The Proposal - Kitty Thomas Page 0,32
a few more minutes, and then I announce, “We're going to go find Griffin and Dayne.”
Livia is caught off guard by this. I guess I failed to tell her they were invited. It won't seem strange to my parents though. They know Griff and Dayne have been my best friends since college and that of course they're in the wedding. The guys have also been present at every New Year's Eve party since college.
I pull Livia away from my parents and toward the buffet. “See? It wasn't bad. That's it. The whole confrontation. Nobody thought you were a gold digger. Nobody asked to see your bank balance. You weren't required to know which fork goes with what or to know which designer bags are fashionable this season.”
Despite my parents' lifestyle, they've always been graced with good manners and treat guests graciously, never drawing attention to differences in socio-economic status, which I've always thought makes them far classier than those who try to use etiquette as a weapon against the Emily Post neophyte.
Livia is too relieved by the non-event meeting my parents was to be irritated by my teasing. We get some food off the buffet and take it outside where it's surprisingly warm in spite of the falling snow. Dayne and Griffin wave us over to a table they've claimed in a far corner right next to one of the heaters. They've got a seat saved for her between them closest to the heat source.
She looks at me uncertainly. “Won't it look weird if I sit between them?” she whispers.
I shrug. “Probably not. Not if you don't make it weird.”
She sits. Except for the Miami trip, this is the first time the four of us have been alone together since the night we all confronted her a few weeks ago at Capri Bella, and it is as uncomfortable as you might expect. Just like that first night, we eat in complete silence. Prison cafeterias are more joyful than this.
I know she's uncomfortable. She does well enough when she's out with just one of us, but she's clearly still unnerved by the idea of all of us together. And no matter what it may say about me, I like that. In fact, I don't want all of us together at one time again until it's time for the pre-nup, and then the wedding. I don't want her to get too comfortable before that night.

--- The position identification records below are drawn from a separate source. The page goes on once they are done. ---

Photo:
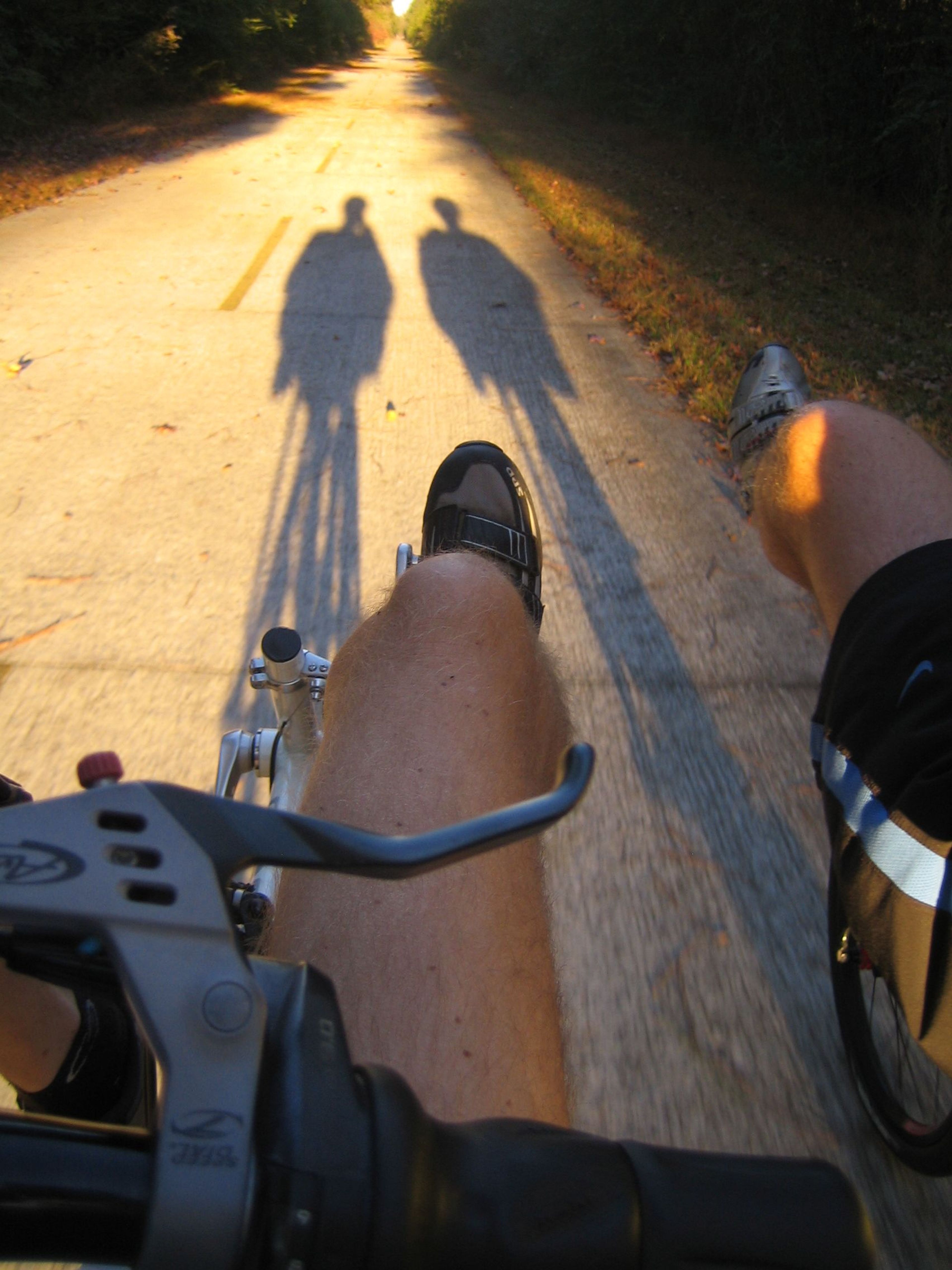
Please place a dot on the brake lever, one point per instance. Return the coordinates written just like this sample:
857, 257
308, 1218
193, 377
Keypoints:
144, 868
238, 835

Now that it's been decided that none of us are fucking her until the wedding night, I'm determined to do everything in my power to keep her off balance until it's time to consummate our union. I want to bask in all this delicious nervous energy, this timidity that I've never had the pleasure of experiencing in quite such a potent emotional cocktail.
I've never been the type consumed with virginity nor the type to fantasize about it. I'm not that into purity in a woman. And I know she's been with other men, but it's been long enough that it changes the feel of everything. I want to savor every moment of it. I want to initiate her into my darkness without her having too many glimpses of the light.
After we eat, I pull her up out of her chair and guide her to the dance floor on the terrace. We slow dance together with the snow falling down on us. I watch her watch the table with Griffin and Dayne.
I lean close to her ear. “You can dance with them both at the reception, but not now. Your face gives too much away.”
She nods and leans her head against my shoulder.
We're all exhausted by the time midnight gets here, but we dutifully participate in the champagne toast in the ballroom. My father announces our engagement a minute and a half before midnight, which is met with murmurs of approval and applause.
I kiss her a second after midnight as the balloons come down—a sweet, polite public-friendly kiss.
My mother finds her way over to us and kisses me on the cheek and gives Livia a hug and wishes us a happy new year.
When she pulls away, she says, “You two really shouldn't be driving such a long distance this late at night. There will be crazy drunk people on the road. Stay. You know we have plenty of rooms and you two can stay on the complete opposite end of the house from your father and I with plenty of privacy.”